La ville et quatre autres municipalités sanctionneront, à partir de mardi prochain, les voitures et les motos sans adhésif environnemental après le moratoire de cinq mois en raison de la pandémie de Covid-19.

Veh

Des véhicules circulant hier à Barcelone.
ANTONIO MORENO

Des sanctions contre les voitures et les motos sans vignettes environnementales commencent à être imposées mardi pendant les heures de travail en Barcelone et quatre municipalités. Des sanctions à partir de 100 euros pour ceux qui conduisent des modèles antérieurs à 2006 et jugés plus polluants seront imposées avec cinq mois de retard avant l'épidémie du coronavirus.

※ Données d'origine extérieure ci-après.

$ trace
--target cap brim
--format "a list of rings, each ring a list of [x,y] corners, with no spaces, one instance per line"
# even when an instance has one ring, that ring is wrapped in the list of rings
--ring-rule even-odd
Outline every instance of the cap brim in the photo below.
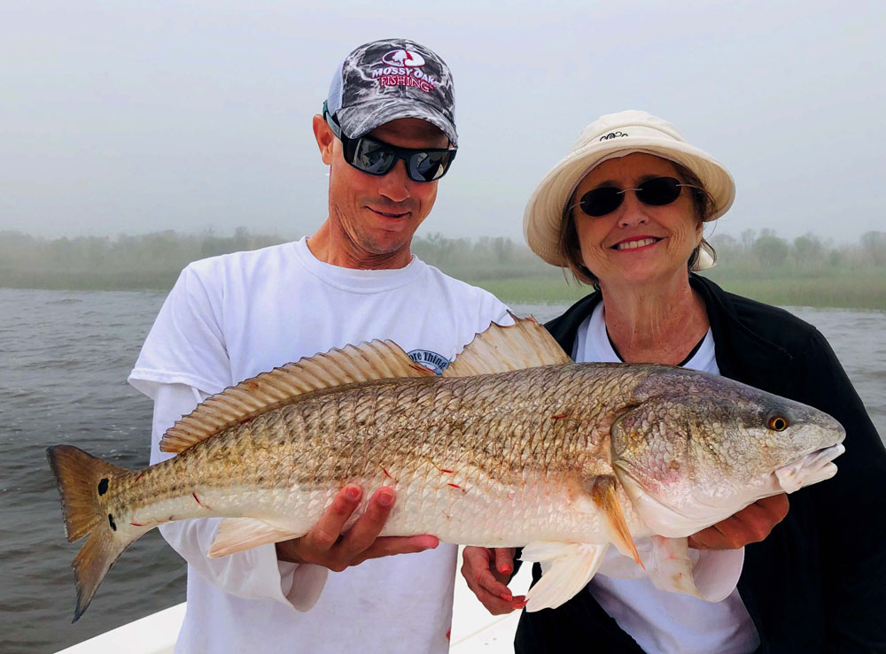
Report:
[[[401,118],[425,120],[443,132],[453,145],[458,145],[458,134],[453,122],[436,107],[413,98],[378,97],[342,107],[336,113],[336,119],[345,134],[354,139],[369,134],[380,125]]]
[[[726,213],[735,199],[735,184],[726,166],[707,152],[680,141],[632,138],[590,143],[570,152],[542,178],[532,191],[523,216],[526,243],[539,257],[554,265],[565,266],[559,252],[560,226],[569,196],[587,172],[601,159],[619,150],[640,150],[675,161],[695,173],[713,199],[713,220]]]

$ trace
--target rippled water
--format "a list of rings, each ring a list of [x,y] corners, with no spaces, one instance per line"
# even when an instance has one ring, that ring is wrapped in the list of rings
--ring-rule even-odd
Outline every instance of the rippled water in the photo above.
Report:
[[[151,402],[126,383],[164,296],[0,289],[0,652],[51,652],[184,599],[183,562],[149,532],[89,612],[75,592],[48,445],[145,465]],[[540,320],[556,305],[515,305]],[[886,434],[886,313],[792,309],[828,338]]]

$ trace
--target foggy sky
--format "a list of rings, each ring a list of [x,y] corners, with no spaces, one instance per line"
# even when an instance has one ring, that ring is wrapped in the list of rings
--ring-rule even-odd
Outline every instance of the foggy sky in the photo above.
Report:
[[[689,4],[0,0],[0,229],[313,233],[312,117],[344,57],[392,36],[455,81],[460,151],[420,234],[522,242],[535,184],[623,109],[732,171],[715,234],[886,229],[886,5]]]

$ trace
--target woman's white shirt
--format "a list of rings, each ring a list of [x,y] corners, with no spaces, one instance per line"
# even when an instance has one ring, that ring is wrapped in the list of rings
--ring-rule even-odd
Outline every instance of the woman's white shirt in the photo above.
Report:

Les amendes de la Zone à faibles émissions ils ont été reportés au début du confinement, lorsque 75% du trafic dans la zone métropolitaine a disparu et la contamination, 65%. Les sanctions sont appliquées lorsque le véhicule privé refait surface: lundi dernier, neuf véhicules sur 10 qui ont traversé Barcelone il y a un an ont été comptés aux heures de pointe, alors que seulement entre 50% et 60% des passagers sont revenus à Cercanas, les chemins de fer , métros et bus, dans un panorama de moins de déplacements, de chômage et de chute du tourisme.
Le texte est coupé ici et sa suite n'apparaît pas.